Jejaktinta.com | Koto Kampar-
Sungai Kampar selama ini menjadi urat nadi kehidupan masyarakat Desa muara Takus Kecamatan koto Kampar hulu Kabupaten Kampar, diduga telah diracuni limbah berbahaya. Peristiwa ini terjadi pada hari kamis 10 Maret 2026, dan memicu kemarahan serta kutukan warga terhadap aktivitas industri PT padasa Enam utama yang diduga kuat sebagai sumber pencemaran.
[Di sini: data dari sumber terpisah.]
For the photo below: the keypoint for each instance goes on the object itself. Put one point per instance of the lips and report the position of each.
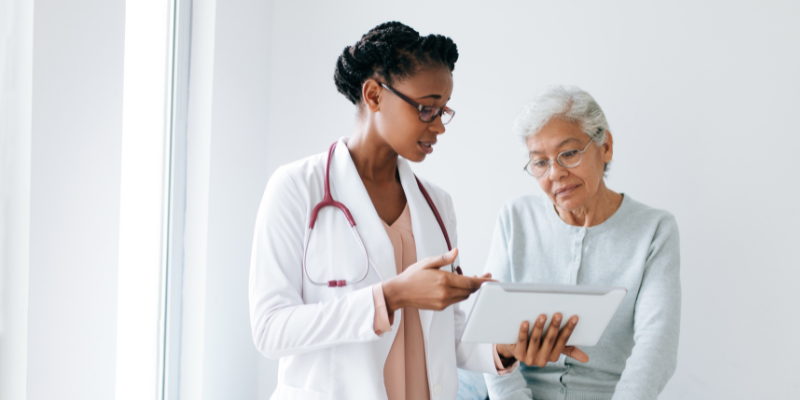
(426, 146)
(565, 190)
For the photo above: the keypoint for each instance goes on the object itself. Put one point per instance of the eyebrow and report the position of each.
(559, 145)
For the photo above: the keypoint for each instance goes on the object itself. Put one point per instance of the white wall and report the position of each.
(226, 174)
(700, 97)
(74, 198)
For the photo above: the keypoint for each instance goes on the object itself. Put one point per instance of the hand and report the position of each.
(534, 350)
(424, 286)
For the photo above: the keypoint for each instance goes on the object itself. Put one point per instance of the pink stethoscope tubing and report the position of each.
(328, 201)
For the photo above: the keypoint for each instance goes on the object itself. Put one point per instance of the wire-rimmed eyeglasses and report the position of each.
(426, 113)
(537, 168)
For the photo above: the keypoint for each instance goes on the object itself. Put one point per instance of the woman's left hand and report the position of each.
(535, 350)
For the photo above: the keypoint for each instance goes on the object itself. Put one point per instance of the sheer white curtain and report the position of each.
(16, 19)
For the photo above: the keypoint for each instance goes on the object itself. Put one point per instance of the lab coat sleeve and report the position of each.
(281, 323)
(478, 357)
(656, 322)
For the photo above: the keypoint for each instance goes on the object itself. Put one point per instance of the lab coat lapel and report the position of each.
(428, 237)
(348, 189)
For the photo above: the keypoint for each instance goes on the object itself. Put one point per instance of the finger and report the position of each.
(563, 336)
(466, 282)
(535, 339)
(549, 340)
(441, 261)
(576, 353)
(522, 342)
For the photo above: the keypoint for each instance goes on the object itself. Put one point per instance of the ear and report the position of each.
(608, 148)
(371, 94)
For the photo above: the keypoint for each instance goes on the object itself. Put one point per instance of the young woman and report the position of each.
(345, 281)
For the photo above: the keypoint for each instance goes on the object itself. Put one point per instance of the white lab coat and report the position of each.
(324, 336)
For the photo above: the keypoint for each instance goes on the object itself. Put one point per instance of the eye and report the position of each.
(428, 112)
(569, 154)
(539, 163)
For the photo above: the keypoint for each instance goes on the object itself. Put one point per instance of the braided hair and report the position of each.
(391, 51)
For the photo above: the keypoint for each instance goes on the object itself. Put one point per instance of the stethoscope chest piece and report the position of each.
(328, 201)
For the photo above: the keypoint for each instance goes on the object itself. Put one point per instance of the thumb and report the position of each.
(441, 261)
Sepanjang aliran sungai, ribuan ikan ditemukan mati mengapung, menebarkan bau busuk dan menimbulkan keresahan luar biasa.
Sungai yang selama ini menjadi sumber mata pencaharian nelayan tradisional, kebutuhan air, serta ekosistem alami, kini berubah menjadi aliran kematian.
“Ini bukan musibah alam, ini kejahatan lingkungan! Sungai kami diracun, ikan kami mati, mata pencaharian kami dihancurkan,” ujar salah seorang warga dengan nada geram.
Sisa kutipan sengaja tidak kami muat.